Often the seriousness with which an idea is received hinges not on its content, but on its author.
It was thus with the idea of an official Opposition at Stormont, a proposal put forward by many unionists since 1998 but most forcefully and most consistently by the TUV leader Jim Allister.
His hardline image meant that he was unlikely to ever convince nationalists that such a proposal was anything other than an attempt to return to unionist majority rule. In the end, it was the ultra-liberal unionist MLA John McCallister who succeeded in introducing legislation to provide for an official opposition.
For some time, Mr Allister has been floating another idea: direct rule and an Assembly.
It has received limited scrutiny – in part because of its source and in part because it seemed unnecessary to consider it in great detail when what appeared to be the most united Executive in more than a decade was in place.
Now, with the looming prospect of deadlock after next Thursday’s election (if the DUP and Sinn Fein stick to their positions) and no Stormont budget in a month’s time, there is an urgency to resolving how we will be governed, if not by a devolved Executive.
Sinn Fein, and to a lesser degree the SDLP, are calling for joint-authority – the British and Irish governments together administering Northern Ireland – as an alternative if the DUP and Sinn Fein cannot agree to share power.
That has been dismissed by the government and would be difficult to sustain under the terms of the Belfast Agreement, which states that Northern Ireland remains a part of the UK unless a referendum decides otherwise.
Given the imperative to have some sort of government in place, that appears to leave as the only viable alternative classic direct rule, such as that which existed during the Troubles, with an expanded NIO where several Conservative MPs act as government ministers overseeing the various departments.
Or maybe not, if Mr Allister is to be believed. He has proposed a variant of direct rule, whereby the Executive is made up of direct rule ministers, but the Assembly remains a legislative and scrutiny body.
Such a scenario would, he says, mean that we “retain local democratic control”. At the TUV manifesto launch last week, he conceded that the Executive (ie. the NIO) would have to have the ability to pass the budget over the head of the Assembly in order to avoid stasis.

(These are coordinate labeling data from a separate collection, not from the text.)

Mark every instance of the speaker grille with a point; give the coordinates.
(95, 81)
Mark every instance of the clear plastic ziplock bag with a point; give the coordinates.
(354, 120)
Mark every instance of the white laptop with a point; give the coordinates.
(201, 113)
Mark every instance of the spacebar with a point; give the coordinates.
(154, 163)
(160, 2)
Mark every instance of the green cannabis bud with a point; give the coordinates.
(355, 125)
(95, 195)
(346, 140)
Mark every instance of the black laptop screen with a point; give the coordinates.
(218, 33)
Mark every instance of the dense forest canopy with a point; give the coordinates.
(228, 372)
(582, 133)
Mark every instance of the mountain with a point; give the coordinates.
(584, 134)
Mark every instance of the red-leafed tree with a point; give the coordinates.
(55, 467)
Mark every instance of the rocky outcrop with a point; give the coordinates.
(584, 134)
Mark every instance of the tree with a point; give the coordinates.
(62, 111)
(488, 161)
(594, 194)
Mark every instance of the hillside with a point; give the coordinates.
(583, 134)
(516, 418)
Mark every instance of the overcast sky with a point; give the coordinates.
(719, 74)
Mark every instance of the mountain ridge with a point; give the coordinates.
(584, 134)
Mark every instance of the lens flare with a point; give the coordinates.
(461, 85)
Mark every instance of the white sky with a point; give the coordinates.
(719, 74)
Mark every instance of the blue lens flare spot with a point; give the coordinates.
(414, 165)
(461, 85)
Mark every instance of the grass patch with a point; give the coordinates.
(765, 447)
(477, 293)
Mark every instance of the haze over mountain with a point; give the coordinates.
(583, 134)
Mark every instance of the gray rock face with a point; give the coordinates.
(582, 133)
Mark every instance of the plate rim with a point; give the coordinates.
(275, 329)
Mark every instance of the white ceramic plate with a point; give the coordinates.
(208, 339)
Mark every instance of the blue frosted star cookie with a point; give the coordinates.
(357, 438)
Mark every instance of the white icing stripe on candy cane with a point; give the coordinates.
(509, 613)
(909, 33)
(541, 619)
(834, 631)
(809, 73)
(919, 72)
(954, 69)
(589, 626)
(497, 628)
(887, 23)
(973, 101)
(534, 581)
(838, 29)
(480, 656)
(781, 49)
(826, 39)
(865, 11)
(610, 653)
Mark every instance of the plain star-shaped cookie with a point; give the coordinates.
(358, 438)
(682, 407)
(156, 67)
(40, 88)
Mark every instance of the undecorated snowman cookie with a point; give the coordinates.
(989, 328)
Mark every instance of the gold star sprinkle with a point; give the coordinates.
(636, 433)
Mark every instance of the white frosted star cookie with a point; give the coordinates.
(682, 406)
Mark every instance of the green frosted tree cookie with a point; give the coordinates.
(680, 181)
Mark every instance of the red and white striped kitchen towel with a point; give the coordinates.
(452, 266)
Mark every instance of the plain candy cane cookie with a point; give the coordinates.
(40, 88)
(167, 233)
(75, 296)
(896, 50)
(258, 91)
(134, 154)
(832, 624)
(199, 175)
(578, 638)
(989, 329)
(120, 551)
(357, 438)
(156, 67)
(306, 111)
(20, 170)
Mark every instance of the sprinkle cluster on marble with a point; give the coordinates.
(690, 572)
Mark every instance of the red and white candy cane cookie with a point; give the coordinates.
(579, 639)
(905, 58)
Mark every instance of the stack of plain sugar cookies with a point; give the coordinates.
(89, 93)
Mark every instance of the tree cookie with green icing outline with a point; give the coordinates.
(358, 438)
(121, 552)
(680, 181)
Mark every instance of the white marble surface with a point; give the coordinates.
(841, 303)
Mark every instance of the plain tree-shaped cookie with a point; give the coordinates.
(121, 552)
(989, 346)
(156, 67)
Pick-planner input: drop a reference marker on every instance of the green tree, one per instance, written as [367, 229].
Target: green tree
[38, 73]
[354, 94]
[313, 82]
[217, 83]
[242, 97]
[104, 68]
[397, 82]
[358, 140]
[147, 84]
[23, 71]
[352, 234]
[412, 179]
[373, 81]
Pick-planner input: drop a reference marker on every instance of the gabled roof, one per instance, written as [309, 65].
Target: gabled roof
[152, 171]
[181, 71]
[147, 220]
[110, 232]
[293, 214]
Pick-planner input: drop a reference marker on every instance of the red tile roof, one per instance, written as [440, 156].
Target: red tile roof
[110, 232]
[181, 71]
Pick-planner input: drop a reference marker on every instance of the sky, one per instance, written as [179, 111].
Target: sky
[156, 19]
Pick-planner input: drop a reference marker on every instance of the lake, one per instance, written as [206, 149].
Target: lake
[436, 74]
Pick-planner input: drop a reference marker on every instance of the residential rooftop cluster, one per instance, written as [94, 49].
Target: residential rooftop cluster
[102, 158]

The arrangement would be deeply problematic on many levels. The Assembly chamber would effectively become a single glorified opposition to the Executive where MLAs had power without responsibility.
Any unpopular proposals such as water charges, rate increases or prescription charges could be vocally opposed while MLAs also demanded further money for the health service.
It would also be difficult to persuade the SDLP and Sinn Fein to even participate in such a setup, given that it could be seen as legitimising direct rule.
A not dissimilar experiment was attempted in 1982. The so-called ‘Prior Assembly’ was boycotted from the start by nationalists.
Sinn Fein and the SDLP will be particularly suspicious about this proposal, given that it comes from Mr Allister who said at that time that if there was a choice between no devolved government and a power-sharing Executive with the SDLP “or other representatives of republicanism” he would have no problem foregoing a local executive.
Even Mr Allister could find that direct rulers pass laws – perhaps on gay marriage or abortion – which he abhors, unless the Assembly has an absolute veto on such legislation.
And yet, for MLAs of all parties there is a considerable personal carrot – money.
If classic direct rule returns, there will be scant justification for continuing to pay MLAs’ salaries and expenses. They may continue for a period, but MLAs – none of whom now have other elected roles to fall back upon – are in many cases in a financially vulnerable position if their positions go.
And even republicans may be able to argue to their supporters that if direct rule is to be imposed by the government then they should be in the Assembly vigorously scrutinising what Tory ministers are doing, while they negotiate about restoring full devolution.
Such a scenario would please no one; but it might just please them all slightly more than all of the alternatives.